Our next speaker is the one and only, the master chef of PRP, Dr. Charles Runels. He’s going to talk about the O-Shot®, O-Shot® procedure variations, and, importantly, what you need to know about the FDA.

Charles Runels:

I think most of you guys are using PRP now. And there’s a lot of research out and a lot of different techniques.

But the way the PRP works will vary based on where you put it. And there are some people that just aren’t going to get well from PRP. So I thought it might be useful to review that together with what the FDA has to say.

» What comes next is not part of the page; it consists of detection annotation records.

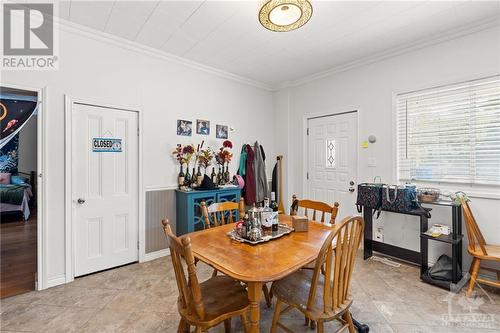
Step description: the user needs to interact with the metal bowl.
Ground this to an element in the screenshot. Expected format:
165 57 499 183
417 187 441 202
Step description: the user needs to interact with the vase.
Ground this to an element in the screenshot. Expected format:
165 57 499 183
184 166 191 187
210 167 217 185
217 165 222 185
224 163 231 184
177 164 186 189
196 166 203 186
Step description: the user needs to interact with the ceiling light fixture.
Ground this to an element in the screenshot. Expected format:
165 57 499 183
259 0 312 32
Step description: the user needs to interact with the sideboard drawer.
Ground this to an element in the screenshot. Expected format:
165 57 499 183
175 188 241 236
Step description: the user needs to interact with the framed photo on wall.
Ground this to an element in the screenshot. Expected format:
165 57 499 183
196 119 210 135
215 125 228 139
177 119 193 136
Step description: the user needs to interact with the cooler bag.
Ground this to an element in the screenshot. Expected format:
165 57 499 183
356 183 383 217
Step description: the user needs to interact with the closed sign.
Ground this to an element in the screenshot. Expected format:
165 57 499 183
92 138 122 153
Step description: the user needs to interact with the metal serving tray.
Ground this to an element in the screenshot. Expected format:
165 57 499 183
227 224 294 245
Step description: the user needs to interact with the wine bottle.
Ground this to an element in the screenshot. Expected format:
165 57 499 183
260 198 273 236
269 192 278 212
184 166 191 187
196 166 203 186
210 167 217 184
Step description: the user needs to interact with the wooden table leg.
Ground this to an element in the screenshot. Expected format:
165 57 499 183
248 282 262 333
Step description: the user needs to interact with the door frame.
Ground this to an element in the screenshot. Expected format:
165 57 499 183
302 108 360 198
0 82 48 290
64 94 146 283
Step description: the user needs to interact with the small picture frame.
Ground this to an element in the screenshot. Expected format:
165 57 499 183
177 119 193 136
215 125 228 139
196 119 210 135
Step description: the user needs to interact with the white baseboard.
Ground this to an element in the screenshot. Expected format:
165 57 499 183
144 248 170 262
47 274 66 288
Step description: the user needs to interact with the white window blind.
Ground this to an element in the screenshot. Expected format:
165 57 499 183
396 76 500 185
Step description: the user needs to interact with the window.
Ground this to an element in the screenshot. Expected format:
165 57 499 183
326 139 335 169
396 76 500 185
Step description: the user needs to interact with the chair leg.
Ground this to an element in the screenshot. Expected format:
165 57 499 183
271 298 283 333
313 321 325 333
342 310 356 333
241 311 248 333
224 318 231 333
262 283 273 308
177 318 190 333
467 258 481 297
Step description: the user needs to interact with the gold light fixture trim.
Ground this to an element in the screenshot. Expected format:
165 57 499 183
259 0 312 32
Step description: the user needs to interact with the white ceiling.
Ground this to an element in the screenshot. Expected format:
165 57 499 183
55 0 500 86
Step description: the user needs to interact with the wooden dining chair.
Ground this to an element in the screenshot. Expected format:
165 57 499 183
271 216 364 333
201 198 245 229
290 194 339 224
162 220 249 333
201 198 272 308
460 196 500 296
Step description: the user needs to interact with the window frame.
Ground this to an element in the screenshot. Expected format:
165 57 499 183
391 73 500 199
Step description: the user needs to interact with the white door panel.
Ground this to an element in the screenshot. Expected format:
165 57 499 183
307 112 357 218
72 104 138 276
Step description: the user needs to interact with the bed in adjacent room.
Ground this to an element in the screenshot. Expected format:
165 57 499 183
0 174 33 221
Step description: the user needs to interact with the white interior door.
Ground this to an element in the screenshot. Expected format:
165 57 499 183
71 103 138 276
307 112 358 219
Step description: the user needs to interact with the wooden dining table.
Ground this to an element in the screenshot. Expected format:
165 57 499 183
184 215 336 333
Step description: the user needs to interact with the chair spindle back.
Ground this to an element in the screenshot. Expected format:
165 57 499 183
201 198 245 229
308 216 364 313
290 194 339 224
162 219 205 320
460 196 488 255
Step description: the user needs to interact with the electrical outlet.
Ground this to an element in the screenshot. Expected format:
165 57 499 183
375 227 384 242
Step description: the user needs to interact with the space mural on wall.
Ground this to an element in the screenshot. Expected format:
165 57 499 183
0 94 38 149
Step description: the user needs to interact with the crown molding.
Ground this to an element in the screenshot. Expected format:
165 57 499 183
54 17 274 91
49 16 500 92
273 16 500 91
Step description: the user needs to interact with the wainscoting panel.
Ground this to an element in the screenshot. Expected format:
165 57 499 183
146 189 175 253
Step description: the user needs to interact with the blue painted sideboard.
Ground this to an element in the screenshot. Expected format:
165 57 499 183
175 187 241 236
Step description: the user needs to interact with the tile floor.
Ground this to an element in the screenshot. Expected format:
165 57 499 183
0 252 500 333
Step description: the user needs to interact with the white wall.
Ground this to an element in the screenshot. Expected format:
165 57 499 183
1 23 275 284
18 115 37 173
275 28 500 269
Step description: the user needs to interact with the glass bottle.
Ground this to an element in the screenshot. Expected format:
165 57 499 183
224 163 231 184
269 192 278 212
269 192 279 235
190 166 198 187
196 165 203 186
177 164 186 189
217 165 222 185
210 167 217 184
184 166 191 187
260 198 273 236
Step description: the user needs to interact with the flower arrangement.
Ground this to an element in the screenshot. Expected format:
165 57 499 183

This whole presentation, including the slides, including what I’m recording here, is available to you for free, when I’m done. Use it any way you want. You don’t have to give me credit for it. Go preach it and try to get people well, you don’t have to even mention my name. And that’s where you can pick it up. I’ll give you that later, it’s at that website.

The premise is that, if tissue is made of cells, then if you can make the cells better, you can make the tissue better. And you guys can sculpt with a scalpel, the tissue is to you, what marble would’ve been to the great Rodin. So I’m just the guy, I’m not the smartest guy in the room, I’m the guy that’s going to tell you how to make the marble healthier so that when you do your sculpture, it works better.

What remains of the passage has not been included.